Large language model data processing node - DataWorks - Alibaba Cloud Documentation Center

Processing unstructured text data, such as user reviews, product descriptions, and customer service logs, is a common challenge in traditional data pipelines. You can now use the power of large language models (LLMs) directly within your DataWorks pipelines. Use natural language instructions to perform complex AI tasks such as text summarization, sentiment analysis, content classification, and information extraction. This approach simplifies data processing and allows data engineers and analysts to integrate AI capabilities into existing extract, transform, and load (ETL) pipelines without writing complex algorithms.

Preparations

Deploy a large language model service in DataWorks. For more information, see Deploy a model.

Important

The choice of model and resource specifications directly affects the performance and response speed of the model service. Additionally, the model service incurs resource group fees.

Configure the large language model node

You can configure a few settings to run the large language model node.

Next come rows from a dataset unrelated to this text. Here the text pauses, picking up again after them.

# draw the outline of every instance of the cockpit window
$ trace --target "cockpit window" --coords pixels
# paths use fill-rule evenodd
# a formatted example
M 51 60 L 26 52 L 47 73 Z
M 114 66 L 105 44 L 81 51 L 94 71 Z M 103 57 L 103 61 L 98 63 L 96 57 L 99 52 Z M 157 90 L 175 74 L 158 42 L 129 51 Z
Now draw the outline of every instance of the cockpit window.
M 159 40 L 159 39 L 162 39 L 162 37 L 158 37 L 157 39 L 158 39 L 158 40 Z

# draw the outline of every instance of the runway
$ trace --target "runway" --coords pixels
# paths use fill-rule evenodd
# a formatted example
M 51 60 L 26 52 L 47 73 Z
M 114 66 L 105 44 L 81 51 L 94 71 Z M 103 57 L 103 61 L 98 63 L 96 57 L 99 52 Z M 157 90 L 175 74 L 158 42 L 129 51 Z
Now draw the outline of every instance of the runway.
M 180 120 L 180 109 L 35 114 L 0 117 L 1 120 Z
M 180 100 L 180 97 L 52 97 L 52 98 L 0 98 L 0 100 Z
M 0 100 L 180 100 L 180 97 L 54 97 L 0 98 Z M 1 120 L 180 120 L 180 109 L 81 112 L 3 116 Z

Configuration item	Description
Model Service	The large language model service that you deployed during the preparation stage.
Model Name	The model within the selected model service. This is selected by default.
System Prompt	Defines the system behavior for the large language model, including its role, capabilities, and code of conduct. You can use the ${param} format to get parameters.
User Prompt	Enter a specific question or instruction. DataWorks provides four templates that you can select. You can use the ${param} format to get parameters. For example, you can write the prompt as: `Please select items that match `${catalog}`.` In this example, `catalog` is a node or pipeline parameter.

Simple example

This example shows how to use a large language model in a pipeline and pass parameters between upstream and downstream nodes.

Log on to the DataWorks large language model service. Create a model service based on Qwen3-1.7B. For Resource Group, select the resource group that is attached to the current workspace.
Go to Data Studio and create a pipeline with the following nodes.
Set the language mode for the assignment node to Shell in the toolbar in the lower-right corner. Then, write the following code.
For more information, see Assignment node.
```
echo 'DataWorks';
```
Configure the LLM node.
1. Select the model service and model name that you configured.
2. Configure the user prompt as follows:
```
Write an introduction about ${title} with a word limit of ${length}.
```
3. In the configuration pane on the right, go to Debugging Configurations > Resource Group. Change the resource group to the one you selected when you created the model service.
4. In the configuration pane on the right, go to Scheduling > Scheduling Parameters. Add the title parameter and set its value to the output of the assignment node. Add the length parameter and set its value to the static field 300.
  To the right of the value input box, click to attach the output from the upstream node.
Configure the MaxCompute SQL node to output the result from the large language model.
Important
Configuring a MaxCompute SQL node requires attaching a MaxCompute computing resource. If you do not have one, you can use a Shell node to demonstrate the output.
1. Configure the code as follows:
```
select '${content}';
```
2. In the configuration pane on the right, go to Debugging Configurations > Resource Group. Change the resource group to the one you selected when you created the model service.
3. In the configuration pane on the right, go to Scheduling > Scheduling Parameters. Add the content parameter and set its value to the output of the llmtest node.
  To the right of the value input box, click to attach the output from the upstream node.
Return to the pipeline, click the Run button at the top, and enter the parameters for this run in the pop-up window.

After the pipeline runs successfully, the MaxCompute SQL node outputs a result from the large language model similar to the following.

DataWorks is an enterprise data development and management platform from Alibaba Cloud. It supports data collection, cleansing, integration, scheduling, and visualization for large-scale data processing.
It provides a visual interface, connects to various data sources, and features powerful task scheduling and data quality monitoring.
DataWorks handles both real-time and batch processing, helping enterprises manage data as assets and improve efficiency.
Its unified process helps build reliable data pipelines for data governance and intelligent analysis.